= Christian Witness Ministries =

Non-denominational church affiliation

Christian Witness Ministries (CWM) is a non-denominational church affiliation founded by the former National General Secretary of the Assemblies of God in Australia 1989–1992, Philip Powell. CWM publishes a quarterly magazine, Contending Earnestly for The Faith (CETF), of which Philip Powell is the editor (B. Michael Bigg assistant editor) and to which a number of authors from different backgrounds contribute, including Dave Hunt (Christian apologist), Bill Randles, Mike Gendron, Aeron Morgan, Jeffrey Whittaker, Mark Mullins, Roger Winter-Smith, and Larry DeBruyn. CWM also runs a bookshop and conducts Bible conferences and ministry tours featuring the above speakers plus Justin Peters and Peter Stokes. CWM is a watchman discernment ministry.

==History==
Philip Powell left the Australian Assemblies of God in 1992, believing that the church was preaching false doctrines and supporting false prophets and teachers. After his departure from the AOG, Powell became associated with others, who have come to similar conclusions. Philip with his wife, Kathleen launched Christian Witness Ministries in 1994, and began to publish a quarterly magazine entitled Contending EARNESTLY for THE Faith (CETF) out of Hamilton, New Zealand. There are now clearing offices in Australia and the UK as well as in New Zealand. The magazine is now published from Brisbane, Australia.

==Ministry==

Christian Witness Ministries is committed to spreading the Bible based Gospel (Good News) of Jesus Christ and to maintaining "the faith which was once [for all] delivered unto the saints" - Jude 3. With this mission in mind CWM, fearlessly identifies the teachers in the church who spread aberrant non-biblical teaching, their false works and utterances, that abound in our time. They believe in the present day reality of the Holy Spirit and His work in and through the believer in the fruit and the gifts.

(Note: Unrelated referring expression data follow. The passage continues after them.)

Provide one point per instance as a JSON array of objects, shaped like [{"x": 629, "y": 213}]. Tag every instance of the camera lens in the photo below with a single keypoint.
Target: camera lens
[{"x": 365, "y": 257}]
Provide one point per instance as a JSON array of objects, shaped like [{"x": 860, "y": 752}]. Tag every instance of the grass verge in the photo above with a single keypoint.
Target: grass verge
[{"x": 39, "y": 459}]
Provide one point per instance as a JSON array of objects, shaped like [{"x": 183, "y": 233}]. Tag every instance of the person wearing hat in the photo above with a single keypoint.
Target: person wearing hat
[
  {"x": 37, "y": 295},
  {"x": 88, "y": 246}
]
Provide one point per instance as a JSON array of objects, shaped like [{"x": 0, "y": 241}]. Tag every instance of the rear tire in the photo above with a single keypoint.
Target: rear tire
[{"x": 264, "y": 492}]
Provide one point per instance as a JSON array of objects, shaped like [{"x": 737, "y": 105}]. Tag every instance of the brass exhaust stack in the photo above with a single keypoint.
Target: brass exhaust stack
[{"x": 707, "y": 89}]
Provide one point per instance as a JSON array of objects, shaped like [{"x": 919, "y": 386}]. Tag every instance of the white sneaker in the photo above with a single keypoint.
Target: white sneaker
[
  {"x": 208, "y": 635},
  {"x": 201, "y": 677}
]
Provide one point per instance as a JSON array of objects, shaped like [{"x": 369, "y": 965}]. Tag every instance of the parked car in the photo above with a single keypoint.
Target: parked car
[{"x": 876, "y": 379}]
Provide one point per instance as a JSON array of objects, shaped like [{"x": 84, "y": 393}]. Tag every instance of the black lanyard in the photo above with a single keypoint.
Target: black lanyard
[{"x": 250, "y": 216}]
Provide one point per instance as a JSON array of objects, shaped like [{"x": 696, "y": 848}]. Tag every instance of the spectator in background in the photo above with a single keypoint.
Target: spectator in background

CWM is biblical in basis, Evangelical in emphasis, and Evangelistic in purpose. They endeavour to follow Paul the Apostle's example in preaching the good news of Christ to both Jews & Gentiles.

CWM is therefore both a teaching and a warning ministry. They endeavour to keep a balance, in line with the Bible on both aspects, in the spoken and written word. They refuse to entertain doctrinally or morally suspect teachings and teachers and have no desire or intention to establish a hierarchical denomination or movement. They do however recognise all who are sound in their teaching about Jesus Christ and His Gospel, as fellow believers — those who the New Testament calls "saints".

With these things in mind CWM recognises a group of voluntary networking churches and fellowships without reference to Christian denomination. CWM has a Statement of Faith and Mission.

CWM has made a stand against Australian Assemblies of God pastor Frank Houston, the father of Hillsong Church's Brian Houston. CWM is also a major critic of Hillsong Church. CWM is mentioned in Tanya Levin's controversial book about Hillsong, People in Glass Houses.